There was the time when I just had to get out, by myself. You see, I had found where the fairies lived, and I wanted to take presents. I knew it was fairyland, a green grassy land with lots of daisies growing. I had discovered it by accident when I was out with my Auntie Flo. We were going through a little alleyway as a short cut, and I got a stone in my shoe. As I bent down, I saw a strange grating in the wall. I peeped in. There it was – fairyland. It was my secret. I just had to take them presents. I made sure that Mum was busy (she helped my Aunt Ada, who was a dressmaker), Aunt Flo was out shopping, Dad was busy in the salon, and Gran was cooking in her kitchen. I was (safely) playing in the yard. On this special day, I had saved some sultanas and sweets. I was determined to take them to the fairies. I could not go out of our gate, but next door’s gate was always open! I clambered over the low fence, and I was out.

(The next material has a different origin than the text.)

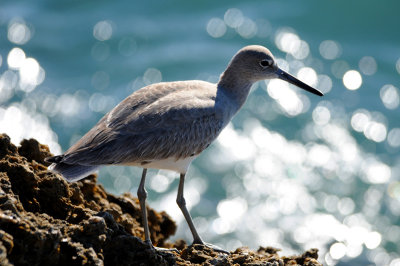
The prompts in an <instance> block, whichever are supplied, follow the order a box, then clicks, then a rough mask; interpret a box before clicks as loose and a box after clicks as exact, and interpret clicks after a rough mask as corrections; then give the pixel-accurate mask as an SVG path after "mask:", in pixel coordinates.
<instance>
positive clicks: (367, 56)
mask: <svg viewBox="0 0 400 266" xmlns="http://www.w3.org/2000/svg"><path fill="white" fill-rule="evenodd" d="M358 66H359V67H360V70H361V72H362V73H363V74H364V75H369V76H370V75H373V74H375V73H376V70H377V69H378V65H377V64H376V60H375V58H373V57H372V56H364V57H363V58H361V59H360V62H359V63H358Z"/></svg>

Our first house, No. 83 Queens Road.

It was a scary journey. I kept my head down so no one would see me. I had to go about fifty yards along the street, and then cross the main road which was a bus terminal. I waited till two buses went by; they seemed much bigger and noisier than when I was with Mum. Trembling with a mixture of excitement and fear, I got there. Over the cobbles in my alleyway to my grating – the secret door to my magic world. I knelt down and carefully pushed my gifts through the grating, and blew kisses to my fairies. I was very pleased with myself. Then I had to get back; past the people waiting for the buses, wait for the big, red, monster double-decker to go by. What if I can’t get in? What if they have missed me? I realised the enormity of my escapade, and with shaky legs, climbed back. All was well! They thought I was playing with my balls or Teddy and Wollygog, my constant companions!